Das VG setzt sich mit der Rechtsprechung zu Dublin-Überstellung junger Nigerianerinnen nach Italien auseinander, die grundsätzlich nicht nur, weil sie alleinstehende Frauen seien als vulnerabel einzustufen seien. Auch könne nicht für alle von einer Gefahr, von Zwangsprostitution betroffen zu werden, ausgegangen werden. In Fällen wie dem der Klägerin jedoch, wo die Opfereigenschaft bereits glaubhaft festgestellt sei, ginge die Rechtsprechung von einer Vulnerabilität aus, die eine individuelle Zusicherung Italiens für eine rechtmäßige Überstellung erforderlich mache. Die Menschenhändlerkreise seien gut vernetzt in Italien. Rücküberstellte und auf sich alleingestellte Personen müssten zum Überleben zwangsläufig den Kontakt zur `nigerianischen Community´ suchen und seien so der sehr großen Gefahr ausgesetzt, wieder in die Hände der Menschenhändler zu geraten. Das Gericht verweist hier auf weitere Rechtsprechung und eine Ausarbeitung des Bundesweiten Koordinierungskreises gegen Menschenhandel e.V. (KOK), "Grundrechtsschutz gegen Abschiebungen gem. der Dublin-III-Verordnung von Betroffenen des Menschenhandels" vom September 2019.

Für die Klägerin, deren Aussage zur Verurteilung der Täter beigetragen habe, welche zum Zeitpunkt der Entscheidung rund drei Jahre nach ihrer Verurteilung inzwischen auf freiem Fuß und nach Italien abgeschoben sein könnten, sieht das Gericht eine große Gefahr auch wegen der noch offenen Schulden dort Opfer von Racheakten zu werden und wieder in die Händler der Menschenhändler zu gelangen.

Die Argumentation des BAMF nimmt das VG erfreulich kritisch ins Visier und hält es für nicht vertretbar, dass dieses sich nicht um eine individuelle Zusicherung Italiens bemüht habe, der Klägerin einen ähnlichen Schutz wie in Deutschland zu gewähren.

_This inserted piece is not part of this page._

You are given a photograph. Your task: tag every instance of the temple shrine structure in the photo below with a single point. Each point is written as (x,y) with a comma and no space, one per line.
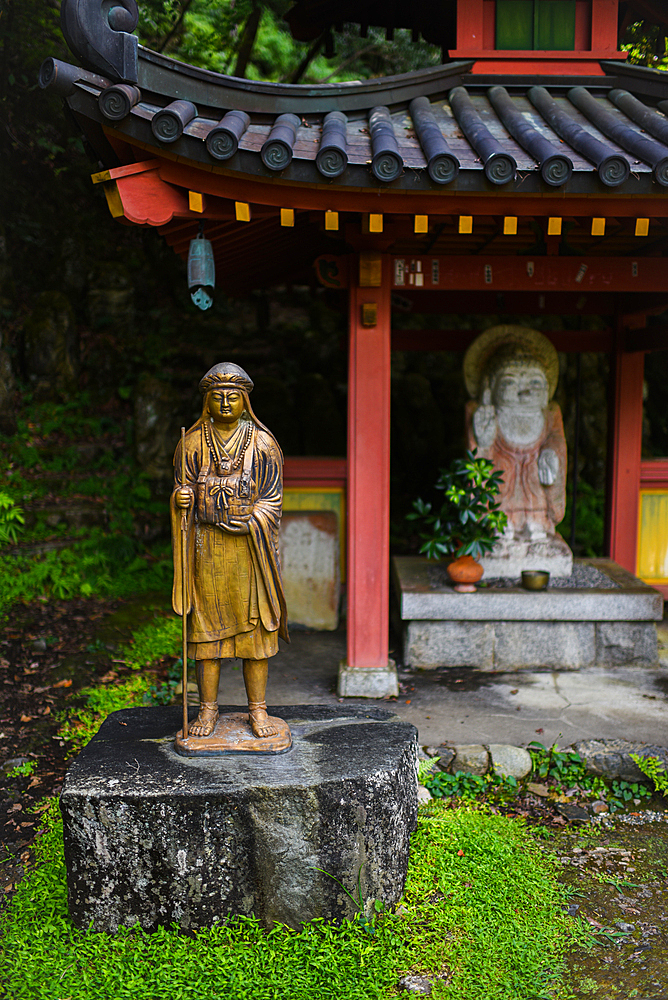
(527,174)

Die Klägerin schlicht darauf zu verweisen, bei Überstellung nach Italien auf sich gestellt und schutzlos dort Kontakte ins nigerianische Milieu zu meiden und sich an die Polizei zu wenden, hält das VG für nicht ausreichend. Die Ablehnung des Asylantrages der Klägerin als unzulässig sei daher rechtswidrig und Deutschland für die Durchführung des Verfahrens zuständig.